Idéalement, on procèdera à plusieurs mesures dans les différentes positions, en coupe tant trois que cinq cavités, et on retiendra le plus haut gradient mesuré. Lorsque les manoeuvres ci-dessus sont impossibles (p. ex. chez un patient immobile), d'autres alternatives peuvent être envisagées, comme l'administration de dérivés nitrés.
Marche à suivre
- Chercher la présence d'une hypertrophie et/ou d'un SAM.
- Doppler couleur (vue parasternale/apicale) : évaluer une accélération du débit.
- Doppler à émission pulsée (vue apicale) : localiser l'obstruction.
- Doppler à émission continue : quantifier l'obstruction.
- Manoeuvre de Valsalva : allongé, assis, debout
- Répéter la manoeuvre plusieurs fois (3 ×)
- Retenir le plus haut gradient
- LVOTO > 30 mmHg (significatif) ou > 50 mmHg (indication de traitement)
ATTENTION : différencier le signal mitral ou aortique
Références
- Elliott, P., Andersson, B., Arbustini, E., Bilinska, Z., Cecchi, F., Charron, P. et al. Classification of the cardiomyopathies: a position statement from the European Society of Cardiology Working Group on Myocardial and Pericardial Diseases. Eur Heart J, 2008, 29 (2), 270-276.

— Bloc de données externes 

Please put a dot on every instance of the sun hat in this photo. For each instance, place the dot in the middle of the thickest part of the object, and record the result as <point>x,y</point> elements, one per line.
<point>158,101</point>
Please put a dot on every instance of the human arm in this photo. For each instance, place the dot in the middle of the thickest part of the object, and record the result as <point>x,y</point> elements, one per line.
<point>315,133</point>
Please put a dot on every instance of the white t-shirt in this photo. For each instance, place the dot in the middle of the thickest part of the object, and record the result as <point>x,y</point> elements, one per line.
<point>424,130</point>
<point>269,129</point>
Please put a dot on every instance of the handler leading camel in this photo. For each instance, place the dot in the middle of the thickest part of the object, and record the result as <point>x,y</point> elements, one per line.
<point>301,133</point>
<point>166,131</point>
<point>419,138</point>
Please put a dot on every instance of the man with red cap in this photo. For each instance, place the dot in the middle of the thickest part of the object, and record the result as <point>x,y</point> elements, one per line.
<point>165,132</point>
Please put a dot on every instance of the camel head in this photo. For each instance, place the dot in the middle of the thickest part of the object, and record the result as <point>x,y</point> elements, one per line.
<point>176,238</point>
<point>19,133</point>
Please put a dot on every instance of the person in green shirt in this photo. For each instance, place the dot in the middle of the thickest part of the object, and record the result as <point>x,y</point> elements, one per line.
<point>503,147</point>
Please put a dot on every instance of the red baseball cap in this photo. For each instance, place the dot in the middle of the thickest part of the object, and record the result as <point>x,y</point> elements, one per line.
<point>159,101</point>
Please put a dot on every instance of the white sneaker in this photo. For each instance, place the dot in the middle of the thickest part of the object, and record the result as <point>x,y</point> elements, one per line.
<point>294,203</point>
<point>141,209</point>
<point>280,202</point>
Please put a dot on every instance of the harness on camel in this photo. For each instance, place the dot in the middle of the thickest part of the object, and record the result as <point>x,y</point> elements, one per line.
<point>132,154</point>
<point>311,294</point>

- Arbelo, E., Protonotarios, A., Gimeno, J.R., Arbustini, E., Barriales-Villa, R., Basso, C. et al. ESC Scientific Document Group. 2023 ESC Guidelines for the management of cardiomyopathies: developed by the Task Force on the Management of Cardiomyopathies of the European Society of Cardiology (ESC). Eur Heart J, 2023, 44 (37), 3503-3626.
- Bermudez Jimenez, F. How to… measure intraventricular obstruction in hypertrophic cardiomyopathy. ESC CardioGenomics Insight, 2025, 1.
- Sobczyk, D. Dynamic left ventricular outflow tract obstruction: underestimated cause of hypotension and hemodynamic instability. J Ultrason, 2014, 14 (59), 421-427.
- Srivastav, S., Jamil, R.T., Dua, A., Zeltser, R. Valsalva maneuver. StatPearls, 2025.
- Low PA. Testing the autonomic nervous system. Semin Neurol, 2003, 23 (4), 407-421.
- Singer, W., Opfer-Gehrking, T.L., McPhee, B.R., Hilz, M.J., Low, P.A. Influence of posture on the Valsalva manoeuvre. Clin Sci, 2001, 100 (4), 433-440.